Golang code too slow for Hackerrank

Question

I've been trying to solve this Hackerrank challenge: Link

This is what you have to do:

You have one large matrix:

1 1 1 1 1 1
1 1 1 1 1 1
1 1 1 1 1 1
1 1 1 1 1 1
1 1 1 0 1 1

and one small matrix:

1 1 1
1 1 1
1 1 0

You have to find out if the small matrix is present in the large matrix.

There are up to 5 testcases and each matrix can be of max 1000x1000 size and I need to solve this in under 4 seconds.

My code timeouts for the largest possible input, I thought that maybe how I'm scanning the matrix is too slow.

This is my code:

package main

import (
    "fmt"
    "strconv"
    "strings"
)

func main() {
    var t, rL, cL, rS, cS, temp int
    var s string
    var sl []string
    var mxL, mxS [][]int
    var found bool
    fmt.Scanf("%d", &t)
    for ; t > 0; t-- {
        // Start scanning input
        // Scanning large matrix
        fmt.Scanf("%d%d", &rL, &cL)
        mxL = make([][]int, rL)
        for i := range mxL {
            mxL[i] = make([]int, cL)
        }
        for i := 0; i < rL; i++ {
            fmt.Scanf("%s", &s)
            sl = strings.Split(s, "")
            for j, v := range sl {
                temp, _ = strconv.Atoi(v)
                mxL[i][j] = temp
            }
        }
        // Scanning small matrix
        fmt.Scanf("%d%d", &rS, &cS)
        mxS = make([][]int, rS)
        for i := range mxS {
            mxS[i] = make([]int, cS)
        }
        for i := 0; i < rS; i++ {
            fmt.Scanf("%s", &s)
            sl = strings.Split(s, "")
            for j, v := range sl {
                temp, _ = strconv.Atoi(v)
                mxS[i][j] = temp
            }
        }
        // Stop scanning input
        // Start searching for small matrix in large matrix
        found = true
        for iL := 0; iL <= rL-rS; iL++ {
            for jL := 0; jL <= cL-cS; jL++ {
                found = true
                if mxL[iL][jL] == mxS[0][0] {
                    for iS := 0; iS < rS; iS++ {
                        for jS := 1; jS < cS; jS++ {
                            if mxS[iS][jS] != mxL[iS+iL][jS+jL] {
                                found = false
                                break
                            }
                        }
                        if !found {
                            break
                        }
                    }
                    if found {
                        break
                    }
                } else {
                    found = false
                }
            }
            if found {
                fmt.Println("YES")
                break
            }
        }
        if !found {
            fmt.Println("NO")
        }
        // Stop searching for small matrix in large matrix
    }
}

I'm using a slice of slices of ints to store the input.

mxL is the large matrix and mxS is the small matrix.

rL and cL stand for row and column of the large matrix.

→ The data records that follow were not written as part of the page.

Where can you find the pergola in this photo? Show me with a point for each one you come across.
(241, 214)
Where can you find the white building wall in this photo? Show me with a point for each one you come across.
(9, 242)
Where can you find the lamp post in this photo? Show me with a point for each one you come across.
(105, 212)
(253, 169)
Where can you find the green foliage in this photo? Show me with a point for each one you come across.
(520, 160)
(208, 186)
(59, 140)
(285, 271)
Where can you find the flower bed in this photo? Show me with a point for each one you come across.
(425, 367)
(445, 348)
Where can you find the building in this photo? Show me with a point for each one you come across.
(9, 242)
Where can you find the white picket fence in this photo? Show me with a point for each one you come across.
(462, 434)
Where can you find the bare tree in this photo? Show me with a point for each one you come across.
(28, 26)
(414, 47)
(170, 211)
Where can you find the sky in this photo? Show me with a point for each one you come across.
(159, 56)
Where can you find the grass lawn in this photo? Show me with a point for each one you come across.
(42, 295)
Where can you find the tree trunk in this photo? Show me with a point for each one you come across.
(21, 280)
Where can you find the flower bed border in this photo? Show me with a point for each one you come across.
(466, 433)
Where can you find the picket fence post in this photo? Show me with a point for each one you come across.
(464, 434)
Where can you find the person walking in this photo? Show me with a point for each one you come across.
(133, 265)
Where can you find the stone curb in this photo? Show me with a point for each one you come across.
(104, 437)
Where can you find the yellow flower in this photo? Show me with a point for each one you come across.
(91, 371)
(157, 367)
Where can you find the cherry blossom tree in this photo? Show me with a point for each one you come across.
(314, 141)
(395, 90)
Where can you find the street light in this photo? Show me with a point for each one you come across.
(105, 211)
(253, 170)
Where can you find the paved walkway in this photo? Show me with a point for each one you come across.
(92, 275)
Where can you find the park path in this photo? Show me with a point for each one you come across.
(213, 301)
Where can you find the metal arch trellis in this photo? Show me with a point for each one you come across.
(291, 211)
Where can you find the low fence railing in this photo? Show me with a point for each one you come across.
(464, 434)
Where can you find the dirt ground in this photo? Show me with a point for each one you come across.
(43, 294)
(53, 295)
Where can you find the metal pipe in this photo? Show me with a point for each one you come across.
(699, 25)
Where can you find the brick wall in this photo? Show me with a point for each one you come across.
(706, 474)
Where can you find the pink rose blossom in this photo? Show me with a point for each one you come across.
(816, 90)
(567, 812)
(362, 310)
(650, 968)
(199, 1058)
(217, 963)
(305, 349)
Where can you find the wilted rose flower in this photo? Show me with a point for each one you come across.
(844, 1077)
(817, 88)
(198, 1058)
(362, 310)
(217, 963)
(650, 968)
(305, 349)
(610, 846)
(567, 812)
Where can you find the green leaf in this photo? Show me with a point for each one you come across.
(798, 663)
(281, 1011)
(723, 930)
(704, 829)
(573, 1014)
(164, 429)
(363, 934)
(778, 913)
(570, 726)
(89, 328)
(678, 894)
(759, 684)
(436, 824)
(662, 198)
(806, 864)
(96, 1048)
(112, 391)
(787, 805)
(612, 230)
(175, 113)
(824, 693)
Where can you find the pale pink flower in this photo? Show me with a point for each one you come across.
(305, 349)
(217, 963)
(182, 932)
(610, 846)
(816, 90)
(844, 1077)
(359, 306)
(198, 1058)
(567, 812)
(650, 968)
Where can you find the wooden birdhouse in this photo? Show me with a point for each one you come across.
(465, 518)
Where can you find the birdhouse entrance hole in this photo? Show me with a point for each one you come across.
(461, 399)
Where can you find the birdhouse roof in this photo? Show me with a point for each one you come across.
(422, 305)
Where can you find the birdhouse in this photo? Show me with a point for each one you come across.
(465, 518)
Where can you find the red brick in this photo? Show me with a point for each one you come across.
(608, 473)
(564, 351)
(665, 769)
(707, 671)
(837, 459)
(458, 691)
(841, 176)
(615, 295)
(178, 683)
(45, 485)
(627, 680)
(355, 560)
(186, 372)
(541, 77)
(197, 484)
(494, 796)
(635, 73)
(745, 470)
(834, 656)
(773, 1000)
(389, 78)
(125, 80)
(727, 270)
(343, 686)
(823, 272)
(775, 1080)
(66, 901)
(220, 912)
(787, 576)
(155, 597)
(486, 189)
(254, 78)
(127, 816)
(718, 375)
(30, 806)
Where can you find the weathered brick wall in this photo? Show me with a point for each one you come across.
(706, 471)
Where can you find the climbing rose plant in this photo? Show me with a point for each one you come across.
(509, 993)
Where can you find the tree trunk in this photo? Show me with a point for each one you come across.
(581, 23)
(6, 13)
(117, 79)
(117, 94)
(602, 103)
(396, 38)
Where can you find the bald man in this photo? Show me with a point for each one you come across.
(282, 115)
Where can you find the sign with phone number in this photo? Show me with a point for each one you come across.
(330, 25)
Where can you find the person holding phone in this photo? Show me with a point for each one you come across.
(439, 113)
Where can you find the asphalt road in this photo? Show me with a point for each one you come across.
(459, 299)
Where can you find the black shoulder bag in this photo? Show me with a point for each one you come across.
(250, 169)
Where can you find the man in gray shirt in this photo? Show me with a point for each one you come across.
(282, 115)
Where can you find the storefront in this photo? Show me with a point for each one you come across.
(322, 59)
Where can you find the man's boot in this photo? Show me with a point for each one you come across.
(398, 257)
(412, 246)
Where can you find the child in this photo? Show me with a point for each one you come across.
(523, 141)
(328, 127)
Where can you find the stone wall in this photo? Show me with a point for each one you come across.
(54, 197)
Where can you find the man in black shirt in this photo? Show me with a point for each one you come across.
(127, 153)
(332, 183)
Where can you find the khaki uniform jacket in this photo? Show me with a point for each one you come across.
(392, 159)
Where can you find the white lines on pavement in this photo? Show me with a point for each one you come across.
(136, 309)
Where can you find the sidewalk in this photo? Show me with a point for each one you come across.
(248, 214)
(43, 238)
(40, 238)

rS and cS stand for row and column of the small matrix.

Answer 1

Well I am gonna point out an idea to you and then you can try to implement it. So create a new 2d array as large as your large array. Call it sumArray. Now let each cell in this sumArray represent the sum where the current cell is the most bottom-left cell. Now what you do is check only the cells that has the same sum as your small array instead of checking every element in the array.

So if those are your inputs

1 1 1 1 1 1     
1 1 1 1 1 1
1 1 1 1 1 1
1 1 1 1 1 1
1 1 1 0 1 1

1 1 1
1 1 1
1 1 0

First sum your small array --> 8

Now let me show you how your sum array would look like

-1 -1 -1 -1 -1 -1     -1 means that we can't sum at this point because
-1 -1 -1 -1 -1 -1      the dimensions are just smaller than your small array
-1 -1  9  9  9  9      each other cell represent the sum of your original 
 9  9  9  9  9  9      matrix values.
 9  9  9  8  9  9

Now if you scan trough this array only you can see that you will reduce your search space from every possible position to only the position where your sum is equal. This doesn't guarantee that the array are in this position you still have to add a verification step but it reduce your search space.